Angela Davis: I have to keep reminding myself that we are in Germany where it has been very difficult to generate a vibrant Palestine solidarity movement and support for BDS – am I right? 3 If we think about the solidarity work Palestinian activists did in 2014, when the Ferguson protest served as a catalyst for a very new movement, a black freedom movement, a movement for black lives, the Black Lives Matter movement, we realise how central Palestinians were to the production of a new historical moment for Black people in the US. Most of you probably know that Palestinian activists on the ground in Palestine were the very first to contact the Ferguson protesters through social media and not only offered solidarity but provided advice to the protesters as to how to deal with tear gas. Interestingly, they noticed, from visual images of the protests in Ferguson, that the tear gas canisters – made by Combined Tactical Systems in the US – were the same tear gas canisters which were used in occupied Palestine. This served as a catalyst for further researching the links between Israel and the US as they directly influence policing in black communities – the exchange of weapons, the training of small police departments such as Ferguson in the US in ‘anti-terrorist’ strategies. Moreover, Palestinian activists inaugurated the international solidarity for Black Lives Matter. I don’t know whether the US contemporary black movement would exist as we know it had it not been for the solidarity extended by people in Palestine. It should also be the case that Palestine solidarity is recognised as central to all social justice struggles during this period just as in a previous period, whatever involvements we had, we all took a stand against apartheid in South Africa. South African solidarity was indeed a measure of the importance of the work we were doing, whether it was around women’s issues, education activism, anti-repression, etc. Palestine is the South Africa of our contemporary period.

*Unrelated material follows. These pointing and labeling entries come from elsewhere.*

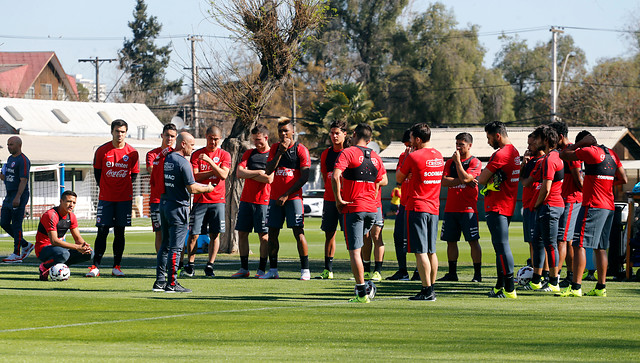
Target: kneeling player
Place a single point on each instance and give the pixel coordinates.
(51, 249)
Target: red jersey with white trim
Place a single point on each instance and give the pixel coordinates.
(287, 171)
(599, 176)
(503, 202)
(116, 166)
(553, 169)
(360, 176)
(155, 158)
(462, 198)
(222, 159)
(570, 192)
(426, 167)
(51, 221)
(327, 164)
(254, 191)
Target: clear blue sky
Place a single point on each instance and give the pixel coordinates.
(77, 29)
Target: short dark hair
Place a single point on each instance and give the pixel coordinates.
(68, 192)
(422, 131)
(362, 132)
(495, 127)
(260, 129)
(548, 133)
(118, 123)
(168, 127)
(465, 136)
(560, 127)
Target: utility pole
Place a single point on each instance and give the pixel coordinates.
(554, 71)
(96, 62)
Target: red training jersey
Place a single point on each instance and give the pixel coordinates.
(361, 170)
(599, 167)
(506, 159)
(287, 171)
(116, 167)
(253, 190)
(426, 167)
(222, 159)
(462, 198)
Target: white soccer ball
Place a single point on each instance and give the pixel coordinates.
(524, 275)
(60, 272)
(370, 289)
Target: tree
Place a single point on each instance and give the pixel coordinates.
(275, 31)
(145, 62)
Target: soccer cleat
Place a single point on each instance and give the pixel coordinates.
(26, 251)
(361, 299)
(188, 270)
(117, 271)
(93, 271)
(305, 274)
(158, 286)
(597, 292)
(569, 292)
(242, 273)
(176, 287)
(208, 271)
(44, 273)
(424, 297)
(271, 274)
(399, 276)
(448, 277)
(325, 275)
(12, 258)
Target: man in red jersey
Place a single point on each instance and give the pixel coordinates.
(155, 161)
(503, 171)
(330, 214)
(252, 212)
(603, 170)
(572, 196)
(290, 162)
(210, 165)
(461, 208)
(115, 166)
(548, 208)
(425, 167)
(51, 248)
(356, 180)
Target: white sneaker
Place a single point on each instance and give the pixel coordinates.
(93, 271)
(305, 274)
(26, 251)
(271, 274)
(12, 258)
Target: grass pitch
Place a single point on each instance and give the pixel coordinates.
(120, 319)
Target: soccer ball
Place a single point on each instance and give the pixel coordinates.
(524, 275)
(370, 289)
(60, 272)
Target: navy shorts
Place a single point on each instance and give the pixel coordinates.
(292, 211)
(593, 228)
(567, 223)
(154, 212)
(252, 217)
(422, 232)
(455, 224)
(330, 217)
(356, 225)
(207, 217)
(113, 214)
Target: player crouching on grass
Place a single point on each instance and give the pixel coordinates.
(357, 178)
(51, 249)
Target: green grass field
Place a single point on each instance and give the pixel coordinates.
(109, 319)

Gayatri Spivak: Today, also think of the Rohingyas in this way. Please think of the Rohingyas in this way. They cannot show any solidarity because they are now so massively uneducated. They don’t know the world exists, cannot think about South Africa or Palestine. I am of course a member of the BDS, but think of the Rohingyas. Nobody really thinks of them. Do something. Maria do Mar Castro Varela organised a wonderful conference on 26th of February in Berlin, so we add their name – Rohingyas – to the list. Today, with self-promoting promises of repatriation, what we have to keep in mind is that Myanmar will not give them citizenship. In India, citizenship is being withdrawn from Bengali Muslims, even, in one case, from a veteran of the Indian army.

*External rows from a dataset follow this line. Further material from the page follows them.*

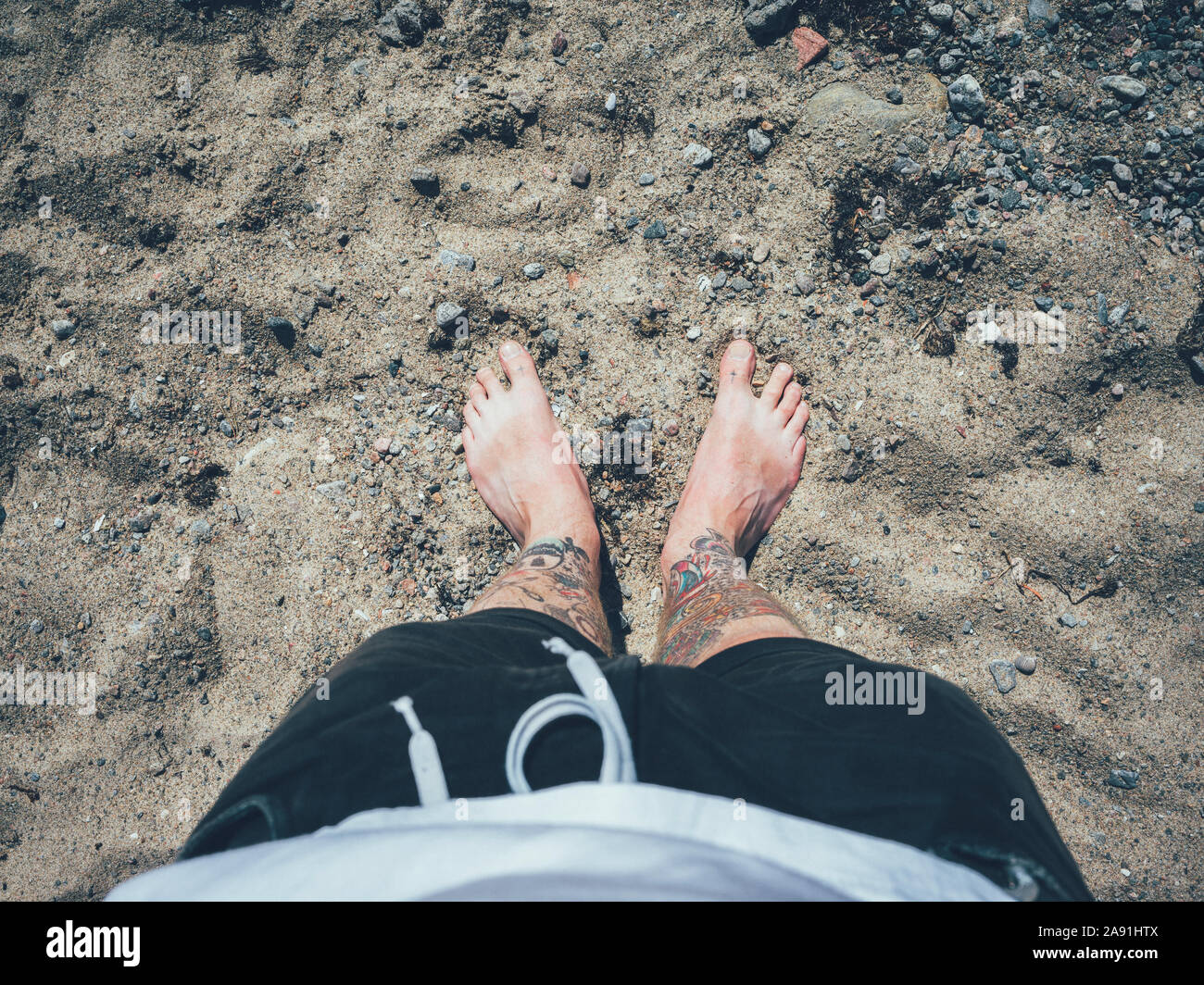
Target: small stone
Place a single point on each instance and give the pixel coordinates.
(579, 175)
(759, 143)
(448, 315)
(1004, 676)
(1122, 87)
(697, 156)
(940, 15)
(450, 259)
(809, 46)
(1126, 779)
(425, 181)
(966, 99)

Angela Davis: You are absolutely right and thank you so much, Gayatri, for constantly insisting on rendering visible the predicament of the Rohingyas. What people often don’t realise also is Palestinian Americans were protesting in Ferguson. The Black Lives Matter movement is often perceived as an all-black movement. They assume that only black people were protesting the killing of Mike Brown in 2014. But there were Palestinians, there were Latinx people, there were Asian-Americans, it was multi-racial. But I want to use this opportunity to say something about the way in which the notion of ‘anti-blackness’ has travelled. I know this concept does do important work, but I’m very careful about the implications of this category that black people constitute the most important group that is subject to racism. Sometimes ‘anti-blackness’ is used as an implicit criticism of the category ‘people of colour’ and to point to ‘anti-blackness’ in communities of people of colour. Of course there is racism everywhere. And black people are not immune to either anti-black racism or racist-inspired ideological assaults against other people of colour. So it is important to be careful regarding assumptions that black people are always the primary targets of racism. Discussions of anti-blackness often centre on pain and injury, which although not unimportant, can create barriers to developing solidarity, to developing the kind of empathy we were talking about. And if, from where I stand, the importance of black people’s histories in the Americas resides precisely in the fact that there has been an ongoing freedom struggle for many centuries, the centrality of black struggles is much more about freedom than it is about blackness.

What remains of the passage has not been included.